Tunç, basınla ilgili anayasada önemli düzenlemeler yaptıklarını anımsatarak, basın araçlarına el konulamayacağına yönelik düzenlemenin, 2004 yılında yapılan değişiklikle anayasada yerini aldığını vurguladı.
Düşünce ve ifade özgürlüğünün kapsamını daha da genişleten düzenlemeleri anayasal düzeyde hayata geçirdiklerini anlatan Tunç, "Özellikle basın özgürlüğü, düşünce ve ifade özgürlüğü konusundaki çabaları küçümsememek lazım. Hem Türk Ceza Kanunu'nda hem Terörle Mücadele Kanunumuzda hem de Basın Kanunu'nda eleştiri sınırını aşmayan, haber değerini aşmayan düşünce açıklamalarının suç teşkil etmeyeceğini mevzuatımızda düzenledik. Tüm bunlar ülkemizin demokratik hukuk devleti ilkesini daha da tahkim etmeye yönelik düzenlemelerdi." diye konuştu.
Bunları yeterli görmediklerini söyleyen Tunç, şöyle devam etti:
"Türkiye Yüzyılı'nın eşiğindeyiz.
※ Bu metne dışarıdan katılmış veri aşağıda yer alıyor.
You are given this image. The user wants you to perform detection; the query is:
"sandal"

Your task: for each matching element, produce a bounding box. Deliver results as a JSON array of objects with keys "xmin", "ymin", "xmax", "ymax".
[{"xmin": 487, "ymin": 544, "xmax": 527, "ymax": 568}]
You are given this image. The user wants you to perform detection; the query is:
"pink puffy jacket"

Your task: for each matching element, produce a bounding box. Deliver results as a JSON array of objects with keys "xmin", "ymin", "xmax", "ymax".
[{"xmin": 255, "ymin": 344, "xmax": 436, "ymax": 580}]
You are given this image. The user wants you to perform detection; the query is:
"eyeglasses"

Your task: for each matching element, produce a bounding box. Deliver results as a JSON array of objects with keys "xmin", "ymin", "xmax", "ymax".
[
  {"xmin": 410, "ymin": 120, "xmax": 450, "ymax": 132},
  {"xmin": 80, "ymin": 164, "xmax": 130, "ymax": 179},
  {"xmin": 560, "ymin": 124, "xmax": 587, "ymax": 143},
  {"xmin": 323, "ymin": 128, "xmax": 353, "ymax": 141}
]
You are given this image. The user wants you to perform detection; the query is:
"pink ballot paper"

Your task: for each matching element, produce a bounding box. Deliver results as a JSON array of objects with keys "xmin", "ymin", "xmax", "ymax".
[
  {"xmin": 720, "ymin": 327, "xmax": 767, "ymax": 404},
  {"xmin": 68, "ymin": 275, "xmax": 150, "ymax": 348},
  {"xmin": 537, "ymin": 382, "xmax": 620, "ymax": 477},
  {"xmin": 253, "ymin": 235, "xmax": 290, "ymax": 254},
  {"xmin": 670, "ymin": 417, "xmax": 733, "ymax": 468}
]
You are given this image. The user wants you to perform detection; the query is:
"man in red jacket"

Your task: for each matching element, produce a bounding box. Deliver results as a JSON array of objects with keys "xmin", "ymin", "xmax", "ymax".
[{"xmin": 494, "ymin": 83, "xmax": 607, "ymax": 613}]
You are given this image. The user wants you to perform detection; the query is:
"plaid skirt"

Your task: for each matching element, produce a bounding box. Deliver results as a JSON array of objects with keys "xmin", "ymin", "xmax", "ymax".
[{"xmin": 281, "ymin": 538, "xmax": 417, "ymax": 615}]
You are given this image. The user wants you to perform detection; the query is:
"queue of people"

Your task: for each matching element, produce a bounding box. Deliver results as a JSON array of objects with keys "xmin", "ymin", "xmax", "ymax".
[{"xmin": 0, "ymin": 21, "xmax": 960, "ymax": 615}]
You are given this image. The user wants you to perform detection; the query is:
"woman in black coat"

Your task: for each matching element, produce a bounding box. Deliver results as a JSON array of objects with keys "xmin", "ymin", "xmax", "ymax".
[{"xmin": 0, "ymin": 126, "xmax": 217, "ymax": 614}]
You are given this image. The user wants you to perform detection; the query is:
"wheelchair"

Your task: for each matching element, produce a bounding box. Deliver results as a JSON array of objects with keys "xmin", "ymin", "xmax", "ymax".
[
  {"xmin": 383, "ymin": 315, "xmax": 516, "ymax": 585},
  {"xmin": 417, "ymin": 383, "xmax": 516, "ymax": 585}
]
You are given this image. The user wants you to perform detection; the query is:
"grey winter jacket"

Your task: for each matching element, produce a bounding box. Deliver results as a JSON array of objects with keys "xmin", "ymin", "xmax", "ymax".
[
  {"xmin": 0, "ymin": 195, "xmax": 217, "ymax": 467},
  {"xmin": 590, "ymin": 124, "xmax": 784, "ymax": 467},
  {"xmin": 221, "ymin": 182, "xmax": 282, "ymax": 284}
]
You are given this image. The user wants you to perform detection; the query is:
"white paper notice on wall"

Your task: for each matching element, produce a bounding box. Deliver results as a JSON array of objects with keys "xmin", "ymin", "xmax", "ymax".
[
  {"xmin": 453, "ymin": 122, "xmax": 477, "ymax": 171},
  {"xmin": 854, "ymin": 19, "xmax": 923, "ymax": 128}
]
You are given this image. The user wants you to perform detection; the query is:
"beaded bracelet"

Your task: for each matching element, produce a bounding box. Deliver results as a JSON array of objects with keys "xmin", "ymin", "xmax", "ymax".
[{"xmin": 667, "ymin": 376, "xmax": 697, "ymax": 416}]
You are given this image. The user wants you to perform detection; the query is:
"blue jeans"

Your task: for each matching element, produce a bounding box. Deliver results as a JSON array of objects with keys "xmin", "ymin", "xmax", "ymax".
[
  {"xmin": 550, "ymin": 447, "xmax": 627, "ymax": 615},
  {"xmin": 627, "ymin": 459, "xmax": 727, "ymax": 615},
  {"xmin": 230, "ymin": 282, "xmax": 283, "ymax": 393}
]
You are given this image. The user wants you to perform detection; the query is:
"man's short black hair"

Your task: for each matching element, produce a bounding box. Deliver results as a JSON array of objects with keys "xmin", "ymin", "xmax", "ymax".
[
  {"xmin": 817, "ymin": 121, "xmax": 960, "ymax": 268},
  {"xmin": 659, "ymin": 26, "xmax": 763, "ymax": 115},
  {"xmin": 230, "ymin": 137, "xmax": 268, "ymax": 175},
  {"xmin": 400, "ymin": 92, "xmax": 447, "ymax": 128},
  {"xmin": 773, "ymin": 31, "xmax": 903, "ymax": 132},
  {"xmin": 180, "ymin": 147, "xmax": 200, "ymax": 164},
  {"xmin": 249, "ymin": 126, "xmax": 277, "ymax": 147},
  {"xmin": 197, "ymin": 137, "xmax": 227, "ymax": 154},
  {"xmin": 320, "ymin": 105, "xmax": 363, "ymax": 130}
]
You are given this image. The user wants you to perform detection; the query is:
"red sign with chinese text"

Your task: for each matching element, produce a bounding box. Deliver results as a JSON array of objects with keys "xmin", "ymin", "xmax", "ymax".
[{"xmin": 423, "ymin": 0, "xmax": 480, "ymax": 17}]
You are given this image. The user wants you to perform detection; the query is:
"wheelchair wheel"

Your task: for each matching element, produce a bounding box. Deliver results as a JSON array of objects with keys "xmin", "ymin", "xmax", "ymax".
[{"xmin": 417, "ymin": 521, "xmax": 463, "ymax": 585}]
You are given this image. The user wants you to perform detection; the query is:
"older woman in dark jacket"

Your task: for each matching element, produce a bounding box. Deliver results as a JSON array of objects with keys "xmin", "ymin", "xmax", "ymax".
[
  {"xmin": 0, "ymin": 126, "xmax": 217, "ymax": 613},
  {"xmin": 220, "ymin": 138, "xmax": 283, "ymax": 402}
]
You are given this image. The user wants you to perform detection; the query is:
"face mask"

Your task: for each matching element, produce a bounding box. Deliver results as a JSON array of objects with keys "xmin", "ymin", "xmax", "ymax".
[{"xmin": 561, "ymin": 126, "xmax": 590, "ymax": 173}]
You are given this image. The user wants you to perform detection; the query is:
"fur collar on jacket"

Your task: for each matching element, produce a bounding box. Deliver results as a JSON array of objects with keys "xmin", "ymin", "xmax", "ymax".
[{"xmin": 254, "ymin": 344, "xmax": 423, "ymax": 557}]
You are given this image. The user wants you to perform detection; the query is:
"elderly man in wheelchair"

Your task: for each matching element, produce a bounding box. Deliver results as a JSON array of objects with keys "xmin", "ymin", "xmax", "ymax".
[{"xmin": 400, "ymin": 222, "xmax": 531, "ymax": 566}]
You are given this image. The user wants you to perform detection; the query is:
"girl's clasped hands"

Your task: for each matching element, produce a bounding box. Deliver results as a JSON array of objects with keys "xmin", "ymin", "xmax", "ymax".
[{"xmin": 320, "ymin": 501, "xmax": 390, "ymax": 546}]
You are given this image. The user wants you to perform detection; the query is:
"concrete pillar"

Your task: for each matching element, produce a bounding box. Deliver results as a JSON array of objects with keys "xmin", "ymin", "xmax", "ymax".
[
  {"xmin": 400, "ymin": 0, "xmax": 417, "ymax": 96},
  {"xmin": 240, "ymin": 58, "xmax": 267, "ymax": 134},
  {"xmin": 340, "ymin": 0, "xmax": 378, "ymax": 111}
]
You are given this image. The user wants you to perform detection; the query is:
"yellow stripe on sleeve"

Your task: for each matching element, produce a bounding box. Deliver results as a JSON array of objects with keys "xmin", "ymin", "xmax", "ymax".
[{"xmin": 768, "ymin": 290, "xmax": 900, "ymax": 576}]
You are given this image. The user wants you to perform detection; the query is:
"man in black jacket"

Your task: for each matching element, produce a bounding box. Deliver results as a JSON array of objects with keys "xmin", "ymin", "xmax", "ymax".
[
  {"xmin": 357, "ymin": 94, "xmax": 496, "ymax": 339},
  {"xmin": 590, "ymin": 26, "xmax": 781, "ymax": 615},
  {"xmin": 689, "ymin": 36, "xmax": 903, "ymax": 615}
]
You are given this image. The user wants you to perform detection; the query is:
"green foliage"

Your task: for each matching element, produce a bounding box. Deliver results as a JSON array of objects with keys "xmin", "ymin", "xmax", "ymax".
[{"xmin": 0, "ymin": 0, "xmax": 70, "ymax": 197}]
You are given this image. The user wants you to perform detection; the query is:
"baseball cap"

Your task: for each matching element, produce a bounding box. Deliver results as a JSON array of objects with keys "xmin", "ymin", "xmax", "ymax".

Cumhuriyetimizin ikinci yüzyılına adım attığımız bu anlamlı günlerde, Türkiye'nin demokratik, sivil, katılımcı bir anayasayla yoluna devam etmesi lazım. İnşallah bunu başarırız. Darbelere geçit vermeyen, 10 yılda bir muhtırayla, darbeyle önü kesilmeyen, demokrasimizi daha güçlü yapan, yüksek standartlı bir demokrasi yolunda emin adımlarla ilerlememizi sağlayacak olan yeni bir anayasaya bu ülkenin ihtiyacı var. İnşallah parlamentoda bu uzlaşma gerçekleşir ve 28. dönem parlamentosu da bu anlamda, bu uzlaşmayla tarihe geçer. Tabii bu uzlaşmaya yanaşan siyasi partiler, milletvekilleri elbette ki milletimizden büyük bir takdir toplayacaktır. Ama aksi durumda milletimiz tabii ki bunun cevabını yeri geldiğinde de verecektir."
Bakan Tunç, medya ve adalet ilişkisinin çok önemli olduğunu, son dönemlerde görülen davalarla ilgili sosyal medyada yorumlar yapıldığını, yargı kararını verdikten sonra eleştirilebilir olduğunu, bu eleştirilerin de yargının kalitesini artırmaya vesile olabileceğini aktardı.
Dava ve soruşturma devam ederken, soruşturmanın gizliliğinin esas olduğuna dikkati çeken Tunç, "Çünkü oradaki toplanacak delillerin karartılmaması lazım. Bu anlamda özellikle dosyanın içeriğiyle ilgili bilgi sahibi olmadan, dosyadaki delillerle ilgili henüz daha hiç kimsenin bilmediği, henüz daha araştırma, soruşturma aşamasındayken 'acaba böyle mi olmuştur, şöyle mi olmuştur' şeklinde bir takım haberler, maalesef sonrasında iddianame ortaya çıktığında 'Ya bu çok tartışılmıştı. Bu niye iddianamede yok? Bu söylenmişti, bu niye yok?' şeklindeki yorumlara neden oluyor. Bu da tabii ki yargıya güveni zedeleyen bir durum." değerlendirmesinde bulundu.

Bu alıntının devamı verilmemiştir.